On Thursday, August 3, 2023 at 1:39:17 AM UTC+8, Fonntuggnio wrote:
> Sorry for the total OT, but I failed to build a RegEx with
> the "help" (rotfl) of three different so called IA, getting
> to nothing
>
> I am scanning an HTML document (not in javascript, so I do
> not have access to DOM nodes from inside) and I need to
> match EVERY <p> whole tag.
>
> for whole I mean, starting from the <p and ending with the
> corresponding </p>, but such paragrapha MAY (and may not)
> contain
>
> a long list of attributes, with or without zero or more \n
> \r \t characters, valid, before the >.
The following is an example program of class Regex (class wrapper of regex(3)

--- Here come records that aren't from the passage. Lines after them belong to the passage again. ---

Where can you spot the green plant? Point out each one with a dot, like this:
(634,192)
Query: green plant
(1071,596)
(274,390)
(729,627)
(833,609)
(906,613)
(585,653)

functions). The regular expression "<p>.*</p>" should do most of the job, except
real HTML involves comments, nested tags, erroneous format...etc:
[]a_grep "<p>.*</p>" *html
-------------------------------------------------
/* Copyright is licensed by GNU LGPL, see file COPYING. by I.J.Wang 2023
Simulate grep command (Extended regular expression, ERE)
Build: make a_grep
*/
#include <Wy.stdio.h>
#include <Wy.unistd.h>
#include <Wy.regex.h>
using namespace Wy;
constexpr const char Red[]="\x1B[31m";
constexpr const char Reset[]= "\x1B[0m";
void sim_grep(Regex& rexpr, const char* fname)
{
Errno r;
String str;
::regmatch_t mbuf[5];
RegFile regf(fname,O_RDONLY);
RdBuf strm(regf);
for(;strm.is_eof()==false;) {
if((r=strm.read(str))!=Ok) {
WY_THROW(r);
}
if((r=rexpr.regexec(str.c_str(),mbuf,WY_CARR_SIZE(mbuf),0))!=Ok) {
continue;
}
cout << fname << ": ";
cout << StrSeg(str.begin(), str.begin()+mbuf[0].rm_so);
cout << Red << StrSeg(str.begin()+mbuf[0].rm_so,
str.begin()+mbuf[0].rm_eo) << Reset;
cout << StrSeg(str.begin()+mbuf[0].rm_eo, str.end());
}
};
int main(int argc, const char* argv[])
try {
static const char usage[]="a_grep <pattern> <file>+" WY_ENDL;
Errno r;
if(argc<3) {
cout << "Error: Invalid argument" WY_ENDL "Usage: "
<< usage << WY_ENDL;
return -1;
}
const char* ptn= argv[1];
Regex rexpr;
if((r=rexpr.regcomp(ptn,REG_EXTENDED))!=Ok) {
if(r!=EBADMSG) {
WY_THROW(r);
}
String str;
if((r=rexpr.regerror(str))!=Ok) {
WY_THROW(r);
}
cout << str << WY_ENDL;
return -1;
}
for(int i=2; i<argc; ++i) {
const char* fname= argv[i];
sim_grep(rexpr,fname);
}
cout << "OK" WY_ENDL;
return 0;
}
catch(const Errno& e) {
cerr << wrd(e) << WY_ENDL;
return -1;
}
catch(...) {
cerr << "main() caught(...)" WY_ENDL;
throw;
};